角川書店の『ザ・スニーカー』と富士見書房の『ドラゴンマガジン』の2誌でそれぞれ別の物語が連載されているという、変則的な冲方氏の新シリーズ。『ザ・スニーカー』連載分は、舞台となるミリオポリスという都市の治安維持を担当する遊撃小隊の物語。
文体は「ヴェロシティ」程ではないとはいえ記号を多用した独特なものですが、まぁ既に慣れたので苦戦することなく読めました。
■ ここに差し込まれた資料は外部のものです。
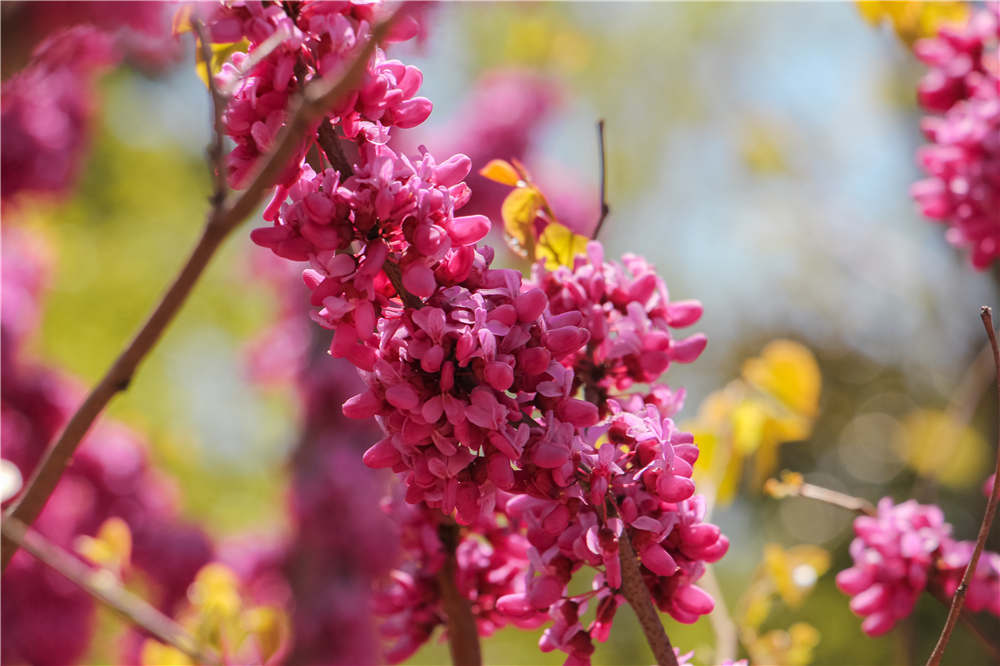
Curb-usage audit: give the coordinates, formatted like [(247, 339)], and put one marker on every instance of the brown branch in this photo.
[(222, 219), (970, 623), (103, 586), (637, 594), (216, 150), (984, 528), (463, 634), (330, 144), (605, 208), (395, 276), (792, 485)]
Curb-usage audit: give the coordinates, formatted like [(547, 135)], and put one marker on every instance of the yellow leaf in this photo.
[(500, 171), (913, 19), (755, 605), (785, 648), (182, 19), (789, 372), (220, 54), (518, 212), (936, 445), (110, 548), (269, 628), (155, 653), (749, 419), (558, 245)]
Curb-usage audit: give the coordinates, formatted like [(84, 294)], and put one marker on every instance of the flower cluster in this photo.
[(638, 480), (490, 562), (455, 385), (109, 476), (963, 160), (313, 41), (398, 214), (47, 109), (473, 373), (627, 310), (901, 551)]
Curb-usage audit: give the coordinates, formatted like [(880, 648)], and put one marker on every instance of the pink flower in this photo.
[(893, 557), (963, 160)]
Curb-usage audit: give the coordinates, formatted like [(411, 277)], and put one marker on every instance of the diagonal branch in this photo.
[(602, 151), (984, 528), (103, 586), (463, 634), (637, 594), (221, 220)]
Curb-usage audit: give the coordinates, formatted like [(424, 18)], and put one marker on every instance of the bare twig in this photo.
[(793, 486), (984, 528), (463, 634), (103, 586), (726, 633), (605, 208), (972, 625), (216, 150), (330, 144), (221, 220), (637, 594), (863, 507)]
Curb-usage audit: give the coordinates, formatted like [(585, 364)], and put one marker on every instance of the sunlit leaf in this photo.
[(558, 245), (787, 486), (936, 445), (913, 19), (155, 653), (110, 548), (793, 647), (762, 149), (794, 572), (500, 171), (518, 212), (756, 605), (268, 626), (788, 371)]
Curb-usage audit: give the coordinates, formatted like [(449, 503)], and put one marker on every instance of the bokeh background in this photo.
[(759, 154)]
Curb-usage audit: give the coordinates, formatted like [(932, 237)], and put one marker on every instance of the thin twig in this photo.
[(984, 528), (103, 586), (395, 276), (793, 486), (222, 219), (216, 150), (330, 144), (972, 625), (605, 208), (863, 507), (463, 634), (637, 594), (726, 633)]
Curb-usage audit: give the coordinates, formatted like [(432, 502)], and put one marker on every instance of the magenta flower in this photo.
[(963, 160)]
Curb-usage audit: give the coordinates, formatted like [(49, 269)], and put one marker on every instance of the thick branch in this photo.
[(463, 634), (330, 144), (103, 586), (984, 528), (222, 219), (635, 592)]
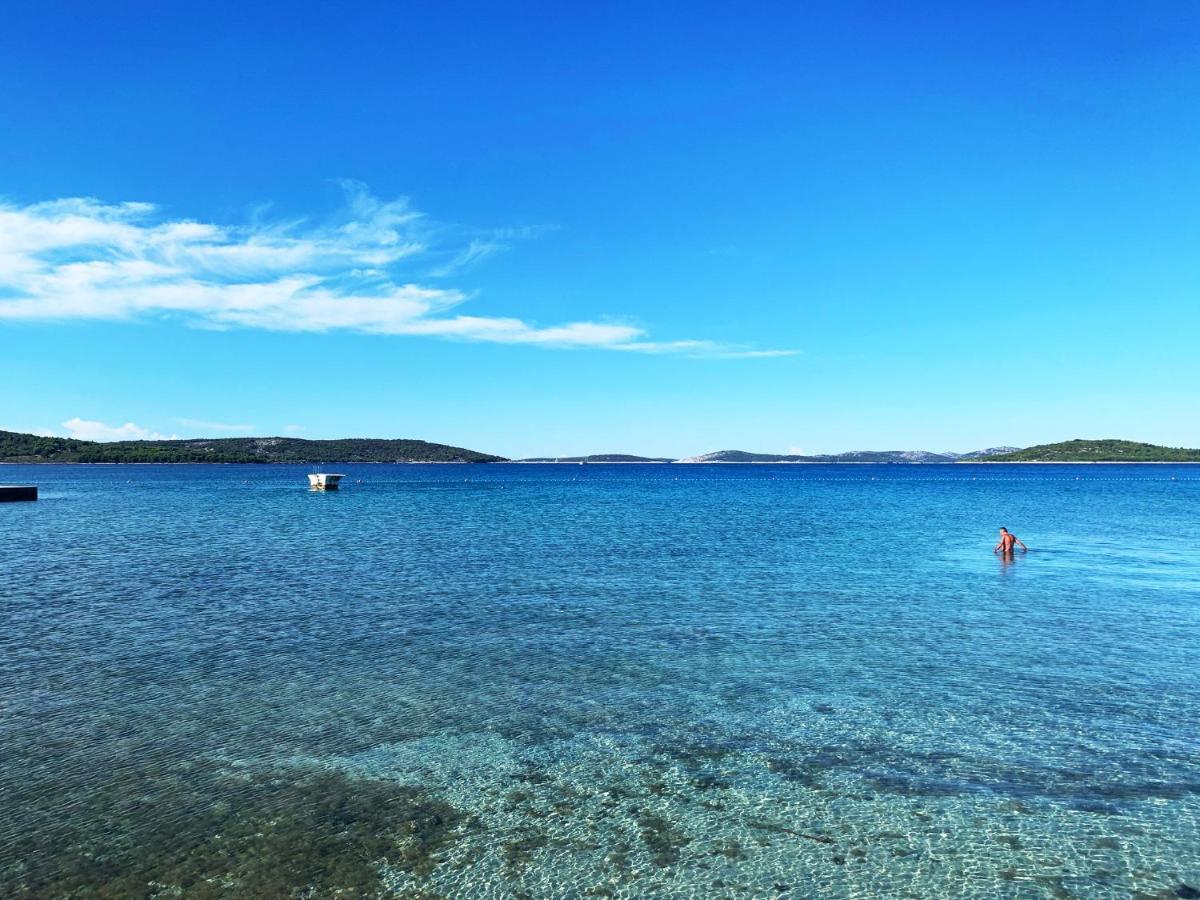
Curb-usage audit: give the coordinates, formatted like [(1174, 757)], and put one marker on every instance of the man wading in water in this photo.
[(1007, 539)]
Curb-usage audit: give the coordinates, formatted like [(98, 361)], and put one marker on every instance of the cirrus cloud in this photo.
[(85, 430), (85, 259)]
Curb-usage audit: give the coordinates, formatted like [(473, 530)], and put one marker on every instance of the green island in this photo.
[(1107, 450), (35, 449)]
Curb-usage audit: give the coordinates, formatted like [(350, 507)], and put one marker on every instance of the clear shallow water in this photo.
[(607, 681)]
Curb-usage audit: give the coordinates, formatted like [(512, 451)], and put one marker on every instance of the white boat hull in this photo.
[(324, 481)]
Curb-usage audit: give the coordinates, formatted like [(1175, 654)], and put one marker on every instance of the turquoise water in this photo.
[(601, 681)]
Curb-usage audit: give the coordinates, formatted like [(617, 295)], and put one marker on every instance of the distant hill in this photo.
[(34, 449), (1108, 450), (599, 457), (983, 454), (900, 456)]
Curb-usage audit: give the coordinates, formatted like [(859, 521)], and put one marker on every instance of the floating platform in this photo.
[(18, 492), (324, 481)]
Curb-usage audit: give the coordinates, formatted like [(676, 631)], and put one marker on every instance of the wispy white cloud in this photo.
[(85, 430), (215, 426), (84, 259)]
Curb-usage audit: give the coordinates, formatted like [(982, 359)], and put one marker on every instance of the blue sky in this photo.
[(661, 228)]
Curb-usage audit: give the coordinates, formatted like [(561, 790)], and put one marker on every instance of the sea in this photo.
[(605, 681)]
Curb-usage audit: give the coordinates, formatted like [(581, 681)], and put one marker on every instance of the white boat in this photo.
[(324, 480)]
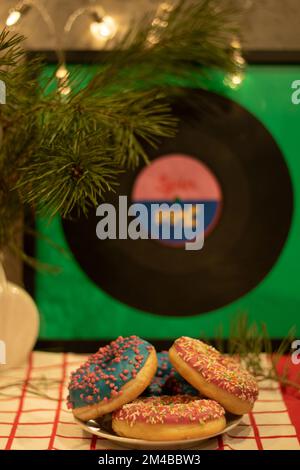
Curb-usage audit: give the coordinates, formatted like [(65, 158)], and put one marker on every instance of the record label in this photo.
[(178, 181)]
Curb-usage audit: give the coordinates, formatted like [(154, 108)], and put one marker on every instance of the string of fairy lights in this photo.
[(104, 27)]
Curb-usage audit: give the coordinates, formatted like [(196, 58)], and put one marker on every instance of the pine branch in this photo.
[(60, 153)]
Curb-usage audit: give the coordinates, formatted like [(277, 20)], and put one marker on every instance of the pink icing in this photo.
[(178, 409)]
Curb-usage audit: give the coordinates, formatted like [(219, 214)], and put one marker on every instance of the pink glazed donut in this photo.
[(215, 375), (169, 418)]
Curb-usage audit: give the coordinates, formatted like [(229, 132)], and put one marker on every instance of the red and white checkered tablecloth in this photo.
[(28, 421)]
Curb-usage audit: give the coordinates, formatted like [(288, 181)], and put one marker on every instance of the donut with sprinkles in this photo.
[(216, 376), (169, 418), (116, 374), (167, 381)]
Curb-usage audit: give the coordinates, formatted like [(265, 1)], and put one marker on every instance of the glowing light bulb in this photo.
[(234, 80), (13, 17), (106, 28)]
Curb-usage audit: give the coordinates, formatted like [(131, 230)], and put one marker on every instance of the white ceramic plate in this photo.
[(102, 428)]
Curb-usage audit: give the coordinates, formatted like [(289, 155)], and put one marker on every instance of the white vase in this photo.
[(19, 324)]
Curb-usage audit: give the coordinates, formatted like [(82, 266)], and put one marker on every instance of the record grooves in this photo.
[(257, 207)]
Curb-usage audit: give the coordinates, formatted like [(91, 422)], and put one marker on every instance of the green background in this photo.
[(72, 307)]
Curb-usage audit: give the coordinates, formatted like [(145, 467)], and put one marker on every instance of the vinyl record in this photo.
[(240, 172)]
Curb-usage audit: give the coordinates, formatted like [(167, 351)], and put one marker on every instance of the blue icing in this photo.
[(96, 381)]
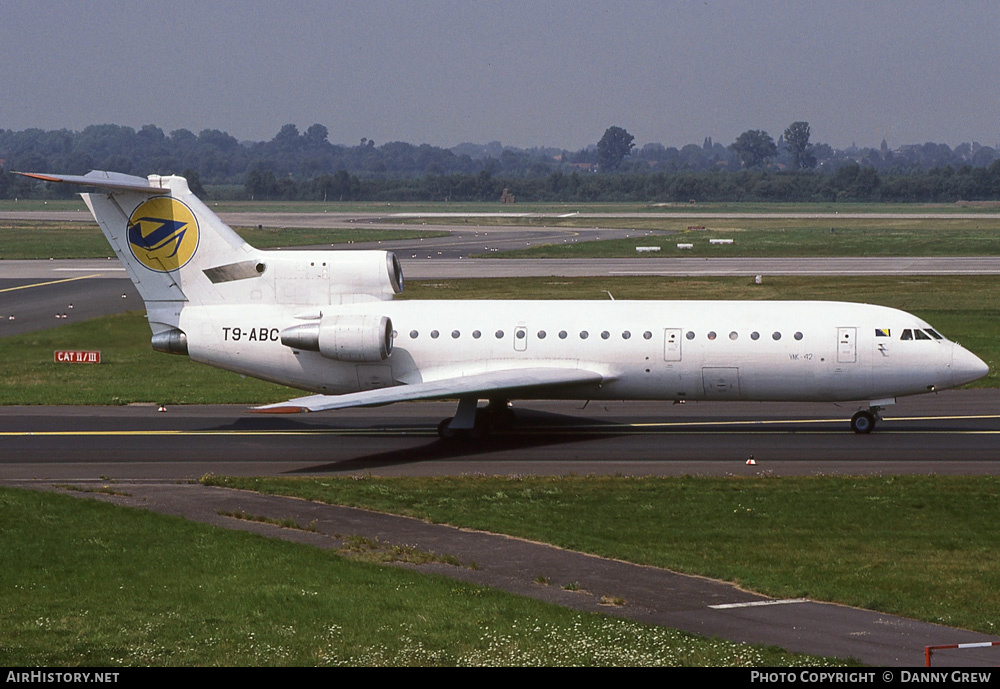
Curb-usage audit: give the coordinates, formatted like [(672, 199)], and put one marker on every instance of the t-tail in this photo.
[(179, 254)]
内容は相当乱暴にまとめると、身体的障害を補うため体の一部を機械化する政策が採られている近未来の都市で、特に治安維持目的で通称「特甲」と呼ばれる機械義肢を与えられた少女たちがテロや犯罪の横行するろくでもない世の中を生きていく話、というところでしょうか。この巻は全3話で構成されていて、遊撃小隊の三人娘――「黒犬」涼月、「紅犬」陽炎、「白犬」夕霧の3名それぞれの過去を絡ませつつ、今後の展開への準備も余念なく行われていた印象。3人の抱える過去はどれも悲惨ではあるんだけど、本人たちが時折それに苦しめられながらも過度に哀れまず日々を強かに生きている姿が良いですね。要所要所で描かれる3人の信頼関係もまた良し。
登場人物紹介も終わったところで、この先は都市の裏側で暗躍するプリンチップ社との戦いが本格的に始まるのでしょうか。「スプライト」との繋がりも含めて、続きが楽しみ。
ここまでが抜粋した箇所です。